Labour criticised the government after figures in the Treasury's Public Expenditure Statistical Analyses (PESA) for this month showed a cut in NHS spending in real terms from ?102.7bn in 2009-10 to ?101.9bn in 2010-11. The Tories opened their NHS section in their general election manifesto with the words: "We will back the NHS. We will increase health spending every year."

In a question and answer session on 14 June the prime minister said: "I want to make this clear, you know we are not cutting spending on the NHS, we are increasing spending on the NHS. This government took a very big decision, given that the NHS is one of the biggest budgets there is in the country, we took a decision to increase by more than inflation in each year NHS spending."

The Institute for Fiscal Studies gave a cautious endorsement of the Labour interpretation of the figures. It said that "NHS (Health)" spending had increased in cash terms but had fallen, or at the very least been frozen, in real terms.

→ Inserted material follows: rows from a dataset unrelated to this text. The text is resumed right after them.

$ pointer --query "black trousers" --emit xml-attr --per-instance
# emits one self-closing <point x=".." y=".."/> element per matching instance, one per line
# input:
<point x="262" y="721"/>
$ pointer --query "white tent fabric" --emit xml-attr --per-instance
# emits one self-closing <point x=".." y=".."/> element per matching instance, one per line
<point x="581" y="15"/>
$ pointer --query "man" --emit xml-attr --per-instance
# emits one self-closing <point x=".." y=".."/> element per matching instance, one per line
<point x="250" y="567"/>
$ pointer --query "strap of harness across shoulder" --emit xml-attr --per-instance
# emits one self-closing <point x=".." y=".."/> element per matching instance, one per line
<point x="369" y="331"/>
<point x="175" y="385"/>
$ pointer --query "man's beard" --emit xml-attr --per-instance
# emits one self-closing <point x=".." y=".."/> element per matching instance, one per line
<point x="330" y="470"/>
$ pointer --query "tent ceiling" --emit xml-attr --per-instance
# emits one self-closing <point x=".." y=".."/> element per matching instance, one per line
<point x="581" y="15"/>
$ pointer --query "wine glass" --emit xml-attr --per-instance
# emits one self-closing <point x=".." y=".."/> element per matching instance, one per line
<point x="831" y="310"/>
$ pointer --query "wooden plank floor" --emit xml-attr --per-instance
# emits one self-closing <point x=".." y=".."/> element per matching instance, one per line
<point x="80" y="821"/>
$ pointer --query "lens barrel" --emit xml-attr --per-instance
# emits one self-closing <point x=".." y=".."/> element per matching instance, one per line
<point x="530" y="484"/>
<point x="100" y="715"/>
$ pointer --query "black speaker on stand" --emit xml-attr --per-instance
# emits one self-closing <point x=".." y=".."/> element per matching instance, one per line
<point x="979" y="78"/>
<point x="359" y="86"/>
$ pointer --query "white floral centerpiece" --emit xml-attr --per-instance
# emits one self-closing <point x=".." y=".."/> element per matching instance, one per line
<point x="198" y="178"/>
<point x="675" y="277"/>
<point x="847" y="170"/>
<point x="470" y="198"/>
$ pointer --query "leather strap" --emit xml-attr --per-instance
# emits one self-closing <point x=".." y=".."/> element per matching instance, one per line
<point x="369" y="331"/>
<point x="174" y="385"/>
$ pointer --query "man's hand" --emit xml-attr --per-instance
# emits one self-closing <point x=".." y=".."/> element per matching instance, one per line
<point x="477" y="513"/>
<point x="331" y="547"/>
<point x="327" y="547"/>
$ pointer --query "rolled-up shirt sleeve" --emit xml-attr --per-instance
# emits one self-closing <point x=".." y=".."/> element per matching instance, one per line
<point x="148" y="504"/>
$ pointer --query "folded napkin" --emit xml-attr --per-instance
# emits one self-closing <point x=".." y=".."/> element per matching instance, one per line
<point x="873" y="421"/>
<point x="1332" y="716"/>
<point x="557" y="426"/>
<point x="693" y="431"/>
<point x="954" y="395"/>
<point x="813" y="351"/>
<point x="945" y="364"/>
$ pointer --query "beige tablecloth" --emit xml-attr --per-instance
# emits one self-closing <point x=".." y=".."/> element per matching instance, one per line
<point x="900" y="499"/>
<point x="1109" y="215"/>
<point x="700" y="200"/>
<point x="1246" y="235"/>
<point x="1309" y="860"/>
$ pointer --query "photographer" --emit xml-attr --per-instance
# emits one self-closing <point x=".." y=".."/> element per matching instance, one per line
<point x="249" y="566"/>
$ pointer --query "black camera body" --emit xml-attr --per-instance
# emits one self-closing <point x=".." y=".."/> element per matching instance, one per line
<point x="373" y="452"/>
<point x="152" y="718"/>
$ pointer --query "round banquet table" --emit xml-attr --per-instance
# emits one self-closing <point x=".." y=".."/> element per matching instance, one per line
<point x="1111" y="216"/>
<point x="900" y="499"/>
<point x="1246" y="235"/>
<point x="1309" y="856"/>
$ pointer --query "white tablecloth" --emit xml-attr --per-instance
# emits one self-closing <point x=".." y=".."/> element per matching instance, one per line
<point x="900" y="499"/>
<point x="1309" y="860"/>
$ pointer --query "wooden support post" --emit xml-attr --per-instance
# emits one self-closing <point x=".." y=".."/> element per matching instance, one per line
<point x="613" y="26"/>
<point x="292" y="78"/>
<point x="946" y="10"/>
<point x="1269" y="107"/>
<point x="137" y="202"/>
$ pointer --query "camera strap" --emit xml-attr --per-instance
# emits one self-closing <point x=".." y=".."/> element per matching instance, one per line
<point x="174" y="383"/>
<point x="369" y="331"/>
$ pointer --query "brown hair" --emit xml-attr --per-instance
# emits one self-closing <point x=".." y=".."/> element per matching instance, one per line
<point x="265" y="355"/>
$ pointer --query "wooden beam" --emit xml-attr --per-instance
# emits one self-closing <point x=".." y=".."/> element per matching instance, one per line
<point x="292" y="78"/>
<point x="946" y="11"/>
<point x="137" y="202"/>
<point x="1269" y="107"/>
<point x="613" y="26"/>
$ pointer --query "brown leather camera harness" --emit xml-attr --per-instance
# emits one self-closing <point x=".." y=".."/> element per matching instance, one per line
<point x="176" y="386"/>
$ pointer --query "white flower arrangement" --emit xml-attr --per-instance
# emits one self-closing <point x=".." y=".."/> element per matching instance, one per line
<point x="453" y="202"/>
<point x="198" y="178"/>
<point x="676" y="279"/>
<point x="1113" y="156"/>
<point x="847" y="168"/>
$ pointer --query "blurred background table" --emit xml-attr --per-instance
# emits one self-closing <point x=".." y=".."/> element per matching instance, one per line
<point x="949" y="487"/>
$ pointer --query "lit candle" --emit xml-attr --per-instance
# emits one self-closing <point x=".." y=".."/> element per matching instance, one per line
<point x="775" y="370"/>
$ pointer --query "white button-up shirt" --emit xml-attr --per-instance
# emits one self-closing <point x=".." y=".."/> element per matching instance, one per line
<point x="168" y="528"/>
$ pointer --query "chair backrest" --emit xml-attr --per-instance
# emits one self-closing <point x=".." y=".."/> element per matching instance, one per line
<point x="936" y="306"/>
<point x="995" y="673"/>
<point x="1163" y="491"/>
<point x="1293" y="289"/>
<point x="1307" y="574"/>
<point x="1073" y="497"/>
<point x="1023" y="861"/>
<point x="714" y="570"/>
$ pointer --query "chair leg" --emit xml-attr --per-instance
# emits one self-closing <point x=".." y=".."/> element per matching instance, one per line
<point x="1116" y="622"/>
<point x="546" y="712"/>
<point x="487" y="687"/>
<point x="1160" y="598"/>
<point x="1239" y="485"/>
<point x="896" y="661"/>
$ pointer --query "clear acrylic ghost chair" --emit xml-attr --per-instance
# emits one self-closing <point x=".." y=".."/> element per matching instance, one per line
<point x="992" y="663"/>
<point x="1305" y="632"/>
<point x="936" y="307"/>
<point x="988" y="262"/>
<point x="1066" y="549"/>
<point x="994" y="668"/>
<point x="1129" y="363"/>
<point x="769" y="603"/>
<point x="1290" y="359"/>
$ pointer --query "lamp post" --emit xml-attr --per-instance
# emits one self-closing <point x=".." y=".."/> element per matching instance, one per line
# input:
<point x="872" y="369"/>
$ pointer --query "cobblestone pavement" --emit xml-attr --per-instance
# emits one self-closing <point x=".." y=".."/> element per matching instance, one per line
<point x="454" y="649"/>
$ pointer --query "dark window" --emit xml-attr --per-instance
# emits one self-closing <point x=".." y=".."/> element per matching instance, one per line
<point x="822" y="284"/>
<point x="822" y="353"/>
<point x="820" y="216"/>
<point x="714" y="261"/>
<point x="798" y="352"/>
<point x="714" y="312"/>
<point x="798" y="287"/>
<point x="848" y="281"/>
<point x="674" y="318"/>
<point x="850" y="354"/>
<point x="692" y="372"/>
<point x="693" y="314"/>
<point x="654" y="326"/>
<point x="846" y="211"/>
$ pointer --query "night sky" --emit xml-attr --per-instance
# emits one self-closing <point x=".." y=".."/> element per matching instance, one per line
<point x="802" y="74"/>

Rowena Crawford, of the IFS, said: "In reality whether the NHS gets plus 0.0% or minus 0.0% growth in a year makes very little real difference. While one 'breaks the pledge' and the other doesn't, the NHS still essentially faces a real freeze in its budget which it will find very constraining given increases in demand for healthcare and the large real increases in spending it has enjoyed for the past decade or so."

George Osborne hit back last night. He said that the year identified by Healey as the coalition's first year in office – 2010-11 – was in fact the final year of Labour's 2007 spending review.

The chancellor said that he had decided to stick to the Labour plan because he came to office just over a month into the 2010-11 financial year. In his first spending review, outlined in November last year, Osborne said that health spending would increase every year from April 2011.

Osborne said: "This is a massive own goal from Labour – attacking their own NHS spending plans. Under Labour spending plans, NHS spending fell, under this government's spending plans it is projected to rise – people can draw their own conclusions about who they trust on the NHS."

Labour hopes that the apparent breach of the Tories' election pledge will put further pressure on the government, which was forced to pause its NHS changes in the spring. But the IFS said it was not surprised by the fall.

Crawford said: "That NHS spending may be lower than it was last year in real terms I'm not sure is particularly surprising. I think the Treasury have previously indicated that they were expecting an NHS underspend in 2010-11."